Birch began her fourth and final lecture with a briskness characteristic of her to-the-point public persona: “The idea that we must confirm our sanities,” she began, “is indivisibly linked to the idea that we must conform our sanities. Automatic exclusion of substantial otherness adheres to the natural but nevertheless problematic impulse to base the foundations of our definitions of sanities on consensus and prevalence rather than examination and evidence. And this—that there are sanities rather than sanity is the first important insight.

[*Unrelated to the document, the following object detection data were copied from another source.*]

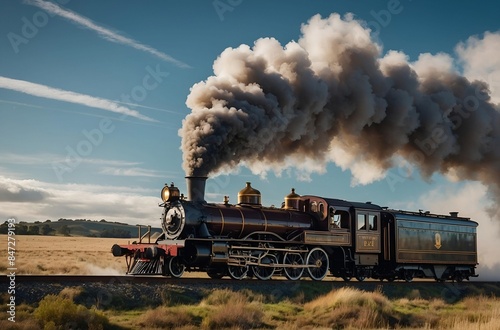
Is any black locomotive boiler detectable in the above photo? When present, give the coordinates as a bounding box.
[112,177,478,281]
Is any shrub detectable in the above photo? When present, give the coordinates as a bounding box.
[34,295,108,329]
[297,288,396,328]
[202,290,264,329]
[139,306,193,329]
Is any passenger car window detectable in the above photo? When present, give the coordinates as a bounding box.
[358,214,366,230]
[368,214,378,230]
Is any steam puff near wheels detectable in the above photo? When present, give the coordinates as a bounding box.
[112,177,477,282]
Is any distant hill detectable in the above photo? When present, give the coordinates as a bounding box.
[0,219,162,239]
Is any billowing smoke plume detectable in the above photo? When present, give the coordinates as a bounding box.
[179,14,500,217]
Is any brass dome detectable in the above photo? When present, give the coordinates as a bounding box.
[285,188,300,210]
[238,182,261,205]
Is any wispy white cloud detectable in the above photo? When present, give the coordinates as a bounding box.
[26,0,190,68]
[0,76,157,122]
[99,166,166,178]
[0,175,161,225]
[0,152,141,167]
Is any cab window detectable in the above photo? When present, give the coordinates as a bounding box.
[358,213,366,230]
[330,207,350,229]
[358,213,378,231]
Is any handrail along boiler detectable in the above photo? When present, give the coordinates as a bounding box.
[112,176,478,281]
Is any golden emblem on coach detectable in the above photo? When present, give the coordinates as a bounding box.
[434,233,441,250]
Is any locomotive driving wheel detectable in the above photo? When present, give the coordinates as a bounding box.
[283,252,304,281]
[168,257,186,278]
[227,251,248,280]
[306,247,329,281]
[252,254,278,281]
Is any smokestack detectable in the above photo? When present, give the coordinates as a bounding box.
[186,176,207,203]
[179,14,500,220]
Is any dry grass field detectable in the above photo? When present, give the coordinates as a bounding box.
[0,235,500,330]
[0,235,129,275]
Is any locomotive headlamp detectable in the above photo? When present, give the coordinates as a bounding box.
[161,183,179,202]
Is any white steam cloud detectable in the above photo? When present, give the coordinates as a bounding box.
[179,14,500,216]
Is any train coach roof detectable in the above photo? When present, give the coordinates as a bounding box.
[302,195,382,210]
[386,210,477,226]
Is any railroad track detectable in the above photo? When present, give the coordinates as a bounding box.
[0,275,500,308]
[0,275,500,287]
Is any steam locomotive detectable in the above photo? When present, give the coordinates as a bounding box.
[111,176,478,282]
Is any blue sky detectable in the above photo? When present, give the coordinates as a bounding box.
[0,0,500,276]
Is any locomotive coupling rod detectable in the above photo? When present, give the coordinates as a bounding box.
[227,261,318,268]
[231,246,309,253]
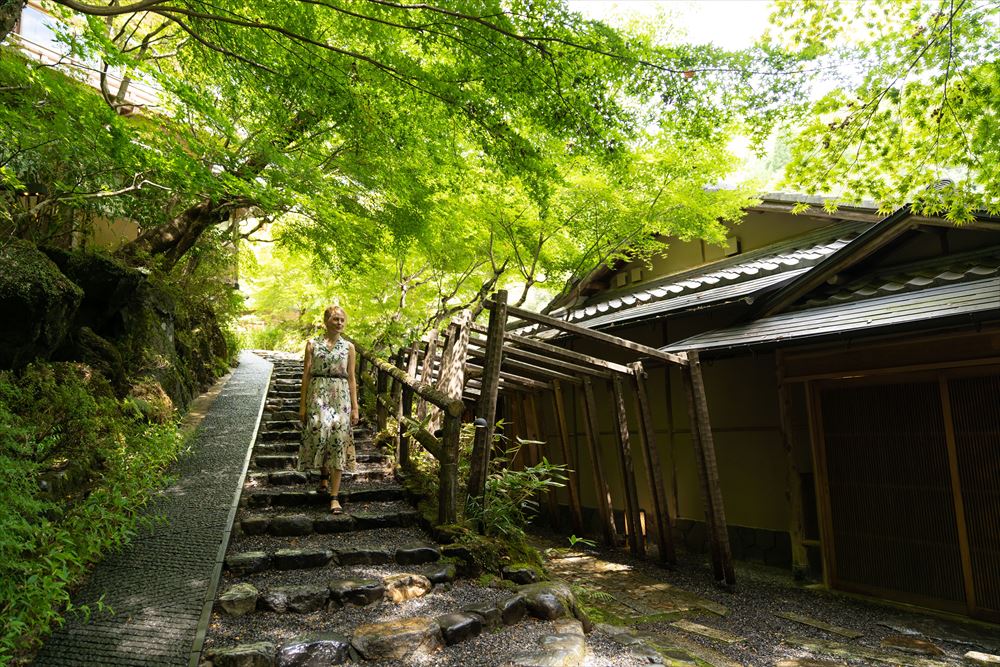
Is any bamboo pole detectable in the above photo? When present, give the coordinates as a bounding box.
[583,377,618,546]
[468,290,507,498]
[611,376,646,557]
[549,380,583,535]
[682,351,736,586]
[631,361,677,565]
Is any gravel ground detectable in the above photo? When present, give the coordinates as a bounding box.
[228,527,432,554]
[540,543,1000,667]
[205,582,510,665]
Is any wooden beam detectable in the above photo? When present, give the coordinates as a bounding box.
[549,380,583,535]
[611,376,646,558]
[417,329,440,421]
[583,377,618,546]
[469,348,584,384]
[472,325,631,375]
[631,361,677,566]
[467,290,507,499]
[775,350,809,579]
[469,336,611,384]
[684,352,736,586]
[498,302,687,366]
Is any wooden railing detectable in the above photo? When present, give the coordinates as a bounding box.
[354,342,465,524]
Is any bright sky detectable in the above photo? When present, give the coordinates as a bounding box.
[568,0,771,49]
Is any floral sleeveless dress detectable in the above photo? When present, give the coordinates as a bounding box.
[299,337,354,471]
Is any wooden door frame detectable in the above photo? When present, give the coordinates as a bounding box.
[803,359,1000,619]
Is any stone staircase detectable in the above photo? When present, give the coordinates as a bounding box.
[201,353,586,667]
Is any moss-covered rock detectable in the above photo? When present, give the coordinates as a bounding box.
[0,240,83,368]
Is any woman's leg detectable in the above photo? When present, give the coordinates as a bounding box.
[330,468,341,510]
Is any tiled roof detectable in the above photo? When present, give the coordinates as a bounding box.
[523,222,872,332]
[793,248,1000,310]
[663,247,1000,352]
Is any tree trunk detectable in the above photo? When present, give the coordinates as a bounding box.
[0,0,28,42]
[119,200,230,270]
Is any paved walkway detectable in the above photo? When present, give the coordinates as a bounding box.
[34,352,271,666]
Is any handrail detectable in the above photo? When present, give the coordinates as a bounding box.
[351,341,465,417]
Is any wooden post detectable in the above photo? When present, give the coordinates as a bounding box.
[375,367,389,433]
[438,414,462,525]
[611,375,646,557]
[398,341,420,470]
[682,351,736,586]
[775,350,809,579]
[630,361,677,565]
[583,377,618,546]
[468,290,507,498]
[526,393,559,530]
[550,380,583,535]
[417,329,438,421]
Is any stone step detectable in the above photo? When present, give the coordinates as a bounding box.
[238,506,420,537]
[251,454,299,470]
[225,544,442,578]
[257,429,302,442]
[244,485,415,512]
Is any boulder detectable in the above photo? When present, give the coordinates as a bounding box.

Whenever we speak of any kind of uniform, homogenous “sanity”, we speak of a phantom, an imitation for which there is no original, a counterfeit for which no authentic bill exists, a reproduction of something never produced in the first place, a representation of something never even presented, an idol-like faux-echo that generates the very sound it claims to copy. An instance of metaphysical violence had always already taken place when, in asserting the existence of sanity rather than the insistence of sanities, we desecrate the sacredness of subjective experience. What the Wesleyan Quadrilateral offers us is a system of checks and balances that takes experience as seriously as reason (as well as scripture and tradition).”